THE Zimbabwe Human Rights Association (ZimRights) joins the country and all working peoples across the world in commemorating the International Workers’ Day, or May Day, which reflects on the fundamental rights, freedoms and conditions of service of workers.
The Workers’ Day commemorations of 2018 come at a time when workers in Zimbabwe, including civil servants, are facing poor conditions of service and are perennially underpaid and when violations of labour rights are rife.
ZimRights calls upon the government’s new mantra of ‘open for business’ to also mean that the decency of workers’ conditions will be guaranteed and that there will be no any ‘open for abuse’ mentality by employers, regarding workers in the country.
As the cost of living in the country has steadily rose over the years, the levels of remuneration have stagnated below the Poverty Datum Line (PDL) and, in some cases plunged, and macroeconomic instability has exacerbated the calamitous situation.
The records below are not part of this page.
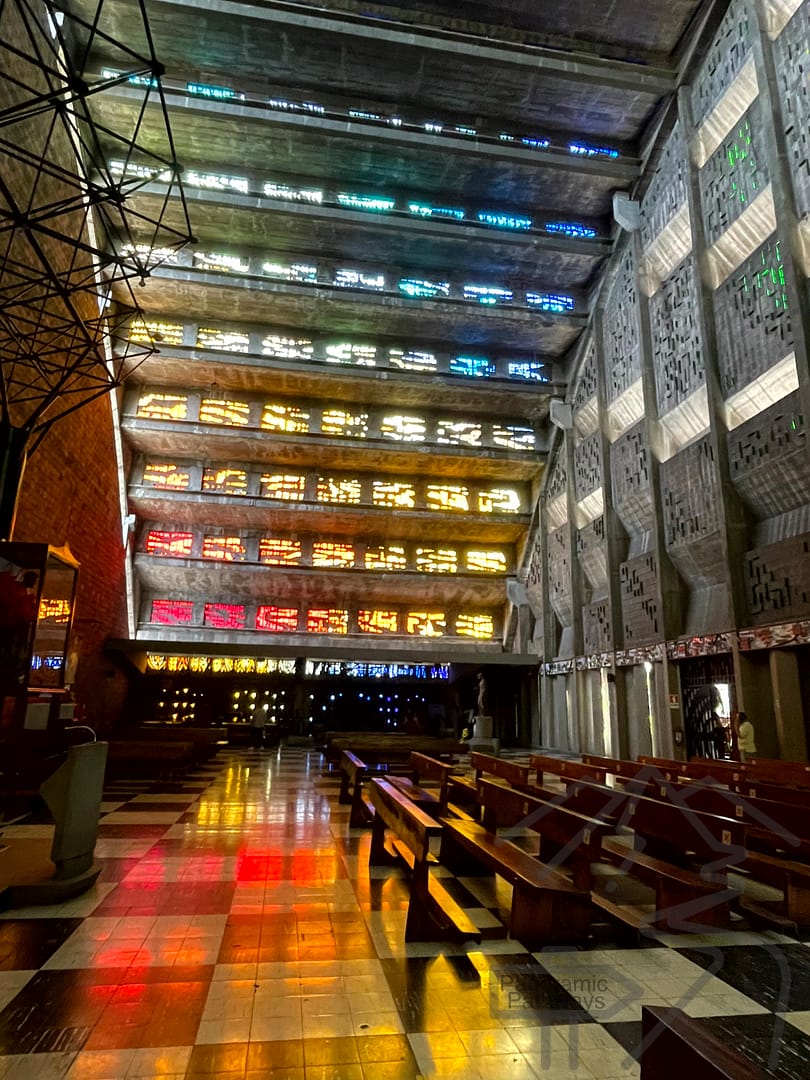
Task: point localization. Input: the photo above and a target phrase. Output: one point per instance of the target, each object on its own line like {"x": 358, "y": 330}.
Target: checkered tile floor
{"x": 235, "y": 931}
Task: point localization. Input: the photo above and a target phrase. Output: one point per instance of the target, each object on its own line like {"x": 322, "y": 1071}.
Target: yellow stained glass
{"x": 278, "y": 552}
{"x": 392, "y": 494}
{"x": 329, "y": 489}
{"x": 486, "y": 562}
{"x": 386, "y": 557}
{"x": 231, "y": 481}
{"x": 447, "y": 497}
{"x": 475, "y": 625}
{"x": 286, "y": 418}
{"x": 499, "y": 500}
{"x": 160, "y": 474}
{"x": 337, "y": 421}
{"x": 337, "y": 555}
{"x": 228, "y": 413}
{"x": 436, "y": 559}
{"x": 282, "y": 486}
{"x": 163, "y": 407}
{"x": 426, "y": 623}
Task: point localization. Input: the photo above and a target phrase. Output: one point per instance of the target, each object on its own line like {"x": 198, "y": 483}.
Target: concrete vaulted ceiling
{"x": 455, "y": 104}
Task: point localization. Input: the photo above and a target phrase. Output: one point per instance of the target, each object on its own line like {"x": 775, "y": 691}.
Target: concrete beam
{"x": 561, "y": 63}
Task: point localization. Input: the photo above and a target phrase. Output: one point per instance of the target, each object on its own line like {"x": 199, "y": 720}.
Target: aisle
{"x": 235, "y": 932}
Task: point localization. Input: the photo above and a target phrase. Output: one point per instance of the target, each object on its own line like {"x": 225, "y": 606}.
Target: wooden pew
{"x": 567, "y": 838}
{"x": 669, "y": 842}
{"x": 433, "y": 915}
{"x": 545, "y": 905}
{"x": 163, "y": 759}
{"x": 564, "y": 769}
{"x": 675, "y": 1045}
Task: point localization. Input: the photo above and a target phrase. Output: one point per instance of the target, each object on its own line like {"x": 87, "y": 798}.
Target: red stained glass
{"x": 225, "y": 616}
{"x": 174, "y": 544}
{"x": 172, "y": 612}
{"x": 277, "y": 620}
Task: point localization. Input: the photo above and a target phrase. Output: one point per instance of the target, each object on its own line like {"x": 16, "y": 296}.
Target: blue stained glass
{"x": 503, "y": 220}
{"x": 530, "y": 369}
{"x": 218, "y": 93}
{"x": 480, "y": 367}
{"x": 570, "y": 229}
{"x": 424, "y": 210}
{"x": 550, "y": 301}
{"x": 487, "y": 294}
{"x": 423, "y": 289}
{"x": 376, "y": 203}
{"x": 584, "y": 150}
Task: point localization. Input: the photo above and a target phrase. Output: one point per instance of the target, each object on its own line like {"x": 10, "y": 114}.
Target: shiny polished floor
{"x": 235, "y": 931}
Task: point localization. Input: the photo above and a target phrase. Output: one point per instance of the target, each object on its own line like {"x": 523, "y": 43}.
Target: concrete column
{"x": 787, "y": 705}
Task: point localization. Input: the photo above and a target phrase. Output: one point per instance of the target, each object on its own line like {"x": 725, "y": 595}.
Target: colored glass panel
{"x": 378, "y": 622}
{"x": 285, "y": 486}
{"x": 277, "y": 620}
{"x": 162, "y": 407}
{"x": 225, "y": 616}
{"x": 274, "y": 551}
{"x": 172, "y": 612}
{"x": 175, "y": 544}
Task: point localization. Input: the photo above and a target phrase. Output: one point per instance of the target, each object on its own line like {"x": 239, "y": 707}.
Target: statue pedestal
{"x": 483, "y": 727}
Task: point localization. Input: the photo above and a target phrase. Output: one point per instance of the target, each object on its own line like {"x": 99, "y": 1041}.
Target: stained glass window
{"x": 274, "y": 551}
{"x": 230, "y": 481}
{"x": 345, "y": 352}
{"x": 447, "y": 497}
{"x": 327, "y": 621}
{"x": 385, "y": 557}
{"x": 162, "y": 407}
{"x": 486, "y": 562}
{"x": 499, "y": 500}
{"x": 175, "y": 544}
{"x": 347, "y": 491}
{"x": 228, "y": 549}
{"x": 412, "y": 360}
{"x": 426, "y": 623}
{"x": 378, "y": 622}
{"x": 393, "y": 494}
{"x": 458, "y": 433}
{"x": 338, "y": 421}
{"x": 277, "y": 620}
{"x": 225, "y": 616}
{"x": 475, "y": 625}
{"x": 287, "y": 418}
{"x": 285, "y": 486}
{"x": 162, "y": 474}
{"x": 405, "y": 429}
{"x": 513, "y": 437}
{"x": 436, "y": 559}
{"x": 172, "y": 612}
{"x": 221, "y": 410}
{"x": 337, "y": 555}
{"x": 286, "y": 348}
{"x": 150, "y": 331}
{"x": 207, "y": 337}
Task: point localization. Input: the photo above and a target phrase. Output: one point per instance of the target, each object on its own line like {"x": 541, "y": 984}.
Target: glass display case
{"x": 37, "y": 598}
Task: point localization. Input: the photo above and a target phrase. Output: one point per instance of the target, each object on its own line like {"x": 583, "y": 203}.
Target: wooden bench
{"x": 567, "y": 838}
{"x": 675, "y": 1045}
{"x": 565, "y": 769}
{"x": 164, "y": 759}
{"x": 683, "y": 855}
{"x": 545, "y": 905}
{"x": 433, "y": 915}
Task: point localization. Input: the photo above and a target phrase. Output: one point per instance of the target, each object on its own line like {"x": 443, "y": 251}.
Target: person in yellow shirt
{"x": 745, "y": 741}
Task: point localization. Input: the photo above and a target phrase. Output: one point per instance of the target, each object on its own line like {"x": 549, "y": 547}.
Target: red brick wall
{"x": 69, "y": 495}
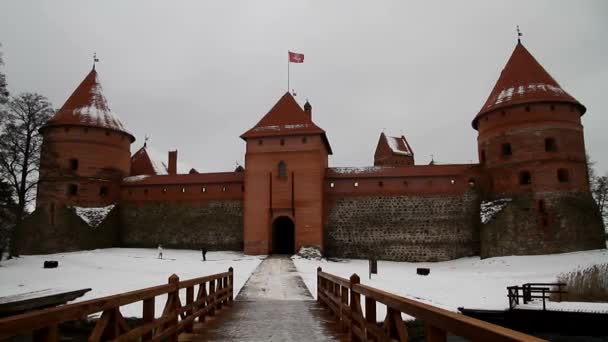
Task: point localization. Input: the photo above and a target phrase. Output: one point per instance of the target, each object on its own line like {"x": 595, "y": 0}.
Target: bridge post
{"x": 355, "y": 302}
{"x": 174, "y": 295}
{"x": 231, "y": 284}
{"x": 319, "y": 280}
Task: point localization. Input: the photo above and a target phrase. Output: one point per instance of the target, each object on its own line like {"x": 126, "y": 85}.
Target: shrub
{"x": 586, "y": 285}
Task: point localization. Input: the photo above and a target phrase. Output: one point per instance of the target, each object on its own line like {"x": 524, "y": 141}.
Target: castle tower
{"x": 285, "y": 163}
{"x": 85, "y": 151}
{"x": 393, "y": 151}
{"x": 531, "y": 146}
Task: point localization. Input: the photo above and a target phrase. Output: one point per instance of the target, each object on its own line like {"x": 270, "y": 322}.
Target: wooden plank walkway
{"x": 274, "y": 305}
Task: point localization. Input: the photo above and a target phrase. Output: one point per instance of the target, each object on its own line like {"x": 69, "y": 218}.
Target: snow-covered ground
{"x": 116, "y": 270}
{"x": 467, "y": 282}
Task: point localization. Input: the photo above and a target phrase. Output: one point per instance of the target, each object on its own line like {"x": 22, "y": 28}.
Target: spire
{"x": 286, "y": 117}
{"x": 87, "y": 106}
{"x": 524, "y": 80}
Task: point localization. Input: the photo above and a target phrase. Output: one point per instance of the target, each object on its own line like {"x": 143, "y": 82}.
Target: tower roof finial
{"x": 95, "y": 59}
{"x": 519, "y": 34}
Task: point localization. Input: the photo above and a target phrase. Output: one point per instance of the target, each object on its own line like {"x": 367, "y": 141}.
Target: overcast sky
{"x": 195, "y": 75}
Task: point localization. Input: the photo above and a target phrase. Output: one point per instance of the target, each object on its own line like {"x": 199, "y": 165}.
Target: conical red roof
{"x": 285, "y": 118}
{"x": 88, "y": 107}
{"x": 524, "y": 80}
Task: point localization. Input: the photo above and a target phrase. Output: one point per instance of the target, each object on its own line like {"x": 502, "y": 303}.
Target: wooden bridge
{"x": 209, "y": 299}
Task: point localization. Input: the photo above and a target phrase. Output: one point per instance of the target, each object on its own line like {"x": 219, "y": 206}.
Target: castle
{"x": 529, "y": 193}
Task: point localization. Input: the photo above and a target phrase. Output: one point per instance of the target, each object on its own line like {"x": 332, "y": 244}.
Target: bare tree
{"x": 3, "y": 86}
{"x": 20, "y": 144}
{"x": 599, "y": 190}
{"x": 7, "y": 216}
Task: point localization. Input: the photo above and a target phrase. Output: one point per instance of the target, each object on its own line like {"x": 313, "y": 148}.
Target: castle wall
{"x": 403, "y": 228}
{"x": 430, "y": 214}
{"x": 61, "y": 230}
{"x": 213, "y": 224}
{"x": 565, "y": 222}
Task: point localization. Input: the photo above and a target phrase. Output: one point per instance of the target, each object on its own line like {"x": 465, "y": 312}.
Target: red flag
{"x": 296, "y": 57}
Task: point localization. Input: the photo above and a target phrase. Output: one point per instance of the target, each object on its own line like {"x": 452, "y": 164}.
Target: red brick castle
{"x": 529, "y": 194}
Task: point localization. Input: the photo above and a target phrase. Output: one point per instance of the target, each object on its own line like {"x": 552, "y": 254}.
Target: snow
{"x": 98, "y": 112}
{"x": 93, "y": 216}
{"x": 507, "y": 94}
{"x": 489, "y": 209}
{"x": 267, "y": 128}
{"x": 355, "y": 170}
{"x": 467, "y": 282}
{"x": 393, "y": 143}
{"x": 135, "y": 178}
{"x": 117, "y": 270}
{"x": 278, "y": 128}
{"x": 566, "y": 306}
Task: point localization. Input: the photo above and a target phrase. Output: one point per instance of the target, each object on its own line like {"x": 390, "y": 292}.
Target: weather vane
{"x": 95, "y": 59}
{"x": 519, "y": 34}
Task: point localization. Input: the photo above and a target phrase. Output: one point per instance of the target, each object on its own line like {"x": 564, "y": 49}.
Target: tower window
{"x": 541, "y": 206}
{"x": 525, "y": 178}
{"x": 563, "y": 176}
{"x": 282, "y": 169}
{"x": 72, "y": 190}
{"x": 550, "y": 145}
{"x": 74, "y": 164}
{"x": 506, "y": 149}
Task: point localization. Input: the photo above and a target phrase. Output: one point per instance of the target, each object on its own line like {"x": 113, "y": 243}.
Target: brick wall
{"x": 40, "y": 233}
{"x": 566, "y": 223}
{"x": 404, "y": 228}
{"x": 215, "y": 225}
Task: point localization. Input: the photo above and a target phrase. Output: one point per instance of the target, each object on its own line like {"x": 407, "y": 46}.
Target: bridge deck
{"x": 274, "y": 305}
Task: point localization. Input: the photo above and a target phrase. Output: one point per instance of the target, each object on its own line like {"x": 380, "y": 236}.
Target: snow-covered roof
{"x": 87, "y": 106}
{"x": 399, "y": 145}
{"x": 524, "y": 80}
{"x": 147, "y": 162}
{"x": 93, "y": 216}
{"x": 489, "y": 209}
{"x": 286, "y": 117}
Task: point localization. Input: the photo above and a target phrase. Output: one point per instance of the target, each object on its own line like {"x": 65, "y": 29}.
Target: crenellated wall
{"x": 543, "y": 223}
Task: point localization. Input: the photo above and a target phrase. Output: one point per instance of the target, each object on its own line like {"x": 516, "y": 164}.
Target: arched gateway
{"x": 283, "y": 236}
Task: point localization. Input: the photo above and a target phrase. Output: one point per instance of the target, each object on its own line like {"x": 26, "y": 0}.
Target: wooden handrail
{"x": 212, "y": 293}
{"x": 362, "y": 326}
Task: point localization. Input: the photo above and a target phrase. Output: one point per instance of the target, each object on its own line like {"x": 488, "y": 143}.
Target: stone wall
{"x": 403, "y": 228}
{"x": 215, "y": 225}
{"x": 65, "y": 232}
{"x": 562, "y": 223}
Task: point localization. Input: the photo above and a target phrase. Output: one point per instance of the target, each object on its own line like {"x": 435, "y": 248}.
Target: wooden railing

The Workers’ Day should ordinarily be a moment of honouring the hard work of workers, but it has necessarily become a perennial occasion of mourning by Zimbabwean workers as the country looks at their conditions.
The labour force in the formal sector has greatly dwindled due to chronic industrial collapse, resulting in high levels of unemployment and meteoric rise in informal employment.
Yet, it is disturbing to note that the shortage of job opportunities has been manipulated by employers, including the government, to abuse workers on the threat of arbitrary dismissal and to silence genuine calls for improved working conditions.
Typically exploiting this high unemployment, recently Vice President Retired General Constantino Chiwenga threatened to summarily dismiss nurses for demanding better salaries and improved conditions of service in the medical facilities.
In clear contempt and disdain for workers’ bargaining rights, Chiwenga threatened to replace them with nurses in retirement and those out of employment.
At the heart of the crisis, therefore rests the reality that the government has failed to protect workers and actually set a bad precedence in its own treatment of civil servants, whose plight reveals abuse, limited bargaining power, intimidation and exploitation.
The government as employer of standard and benchmark for other employers in the country should not merely craft labour laws, but has an obligation to develop good labour standards.
The government must set an example of respecting labour rights in the way it treats civil servants and workers of all public entities, or companies, where the government has a stake.
Yet, this has not been the case with companies in which the government owns a stake such as Hwange Colliery Company (HCC) owing the workers several years of unpaid salaries, which has prompted the workers’ spouses to demonstrate at the company’s premises.
Whereas, the economic decline has undeniably affected all Zimbabweans, workers have borne the brunt of economic challenges through industrial closures, dismissals, retrenchments, overwork, job insecurity, and temporary employment and salary cuts.
The repeated threats of strikes by teachers, nurses and doctors reveal the vast disgruntlement, not only among civil servants, but in the labour sector.
The government has an obligation to restore, deepen and protect workers’ rights to negotiate and bargain for improved conditions of service, including exercising their constitutional rights to assemble, associate and peacefully protest.
Apart from addressing these symptoms of the broader maladministration of national affairs affecting Zimbabwean workers, the government has an obligation to turn around the economy through sound economic policies.
The government needs to ensure inclusive growth that will bring more jobs and better working conditions for all Zimbabweans.